Я много занимался этой проблемой и, основываясь на множестве наблюдений и опытов, в конечном счете пришел к выводу о наличии двух основных установок или типов установки: интроверсии и экстраверсии. Первый тип установки (в норме) характеризует человека нерешительного, рефлексивного, замкнутого, который сосредоточен сугубо на себе, избегает объектов, всегда находится как бы в обороне и охотно прячется, уходя в недоверчивое наблюдение. Второй тип (в норме) характеризует человека любезного, внешне открытого и предупредительного. Он быстро приспосабливается к любой ситуации, легко вступает в контакты и нередко беззаботно и доверчиво, пренебрегая осторожностью, ввязывается в незнакомые ситуации. В первом случае на первых ролях явно субъект, а во втором – объект.
Разумеется, я обрисовал оба типа лишь в самых общих чертах[21]. В эмпирической действительности обе эти установки, к которым я еще вернусь, редко наблюдаются в чистом виде. Они всячески варьируются и взаимозамещаются, и нередко бывает нелегко определить тип. В основе вариации наряду с индивидуальными отклонениями находится преобладание одной определенной функции сознания, например мышления или чувства, что всякий раз накладывает особый отпечаток на основную установку. Наиболее частые замещения основного типа основываются, как правило, на жизненном опыте, который учит человека – и притом, не исключено, в весьма болезненной форме – не слишком давать волю проявлению собственной сущности. В некоторых случаях, например у невротических индивидов, нередко не знаешь, с какой установкой – сознательной или бессознательной – имеешь дело, так как из-за диссоциации личности проявляется то одна, то другая сторона, что не позволяет сделать определенный вывод. По этой же причине совместная жизнь с личностями, предрасположенными к неврозу, весьма затруднительна.

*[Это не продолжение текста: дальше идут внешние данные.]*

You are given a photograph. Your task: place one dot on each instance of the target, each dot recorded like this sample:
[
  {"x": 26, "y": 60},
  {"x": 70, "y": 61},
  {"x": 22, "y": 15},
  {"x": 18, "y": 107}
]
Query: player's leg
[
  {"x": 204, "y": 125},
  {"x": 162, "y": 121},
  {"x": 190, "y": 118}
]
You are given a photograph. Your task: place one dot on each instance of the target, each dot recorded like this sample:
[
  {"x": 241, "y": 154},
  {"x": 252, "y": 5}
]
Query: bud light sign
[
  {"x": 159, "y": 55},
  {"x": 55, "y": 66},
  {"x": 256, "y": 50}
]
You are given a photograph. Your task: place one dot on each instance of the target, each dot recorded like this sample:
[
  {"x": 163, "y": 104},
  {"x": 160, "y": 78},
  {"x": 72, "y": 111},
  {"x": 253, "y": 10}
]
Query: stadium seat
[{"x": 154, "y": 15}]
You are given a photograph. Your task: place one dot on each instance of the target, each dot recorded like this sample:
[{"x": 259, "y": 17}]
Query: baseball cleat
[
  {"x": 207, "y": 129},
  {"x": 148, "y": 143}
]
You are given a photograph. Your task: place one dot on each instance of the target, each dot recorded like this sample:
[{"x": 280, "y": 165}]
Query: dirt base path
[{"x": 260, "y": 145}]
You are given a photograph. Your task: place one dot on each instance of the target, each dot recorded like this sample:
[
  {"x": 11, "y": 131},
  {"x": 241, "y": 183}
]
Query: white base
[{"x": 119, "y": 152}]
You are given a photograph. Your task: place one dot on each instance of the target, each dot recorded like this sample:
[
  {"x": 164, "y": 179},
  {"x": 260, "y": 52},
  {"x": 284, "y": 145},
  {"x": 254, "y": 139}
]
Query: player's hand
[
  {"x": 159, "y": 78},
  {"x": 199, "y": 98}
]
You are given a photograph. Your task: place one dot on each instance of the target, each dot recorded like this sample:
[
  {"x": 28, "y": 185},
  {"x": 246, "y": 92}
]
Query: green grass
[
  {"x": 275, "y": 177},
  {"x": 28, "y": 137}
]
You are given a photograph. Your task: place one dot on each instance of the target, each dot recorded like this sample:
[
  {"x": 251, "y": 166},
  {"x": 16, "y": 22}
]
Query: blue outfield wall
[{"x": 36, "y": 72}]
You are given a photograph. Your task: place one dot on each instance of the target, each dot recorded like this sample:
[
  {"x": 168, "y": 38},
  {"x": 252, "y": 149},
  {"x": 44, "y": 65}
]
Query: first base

Фактическое наличие значительных типических различий, из которых восемь я описал в своей только что упомянутой книге, позволило мне рассматривать обе противоречащие друг другу теории неврозов в качестве проявления типических противоположностей. Тем самым, разумеется, не охвачены все встречающиеся типы. Кроме того, к критериям различий относятся возраст, пол, активность, эмоциональность и уровень развития индивида. Основу моей типизации составляют четыре функции ориентирования сознания: ощущение, мышление, чувствование, предчувствие (интуиция)[22].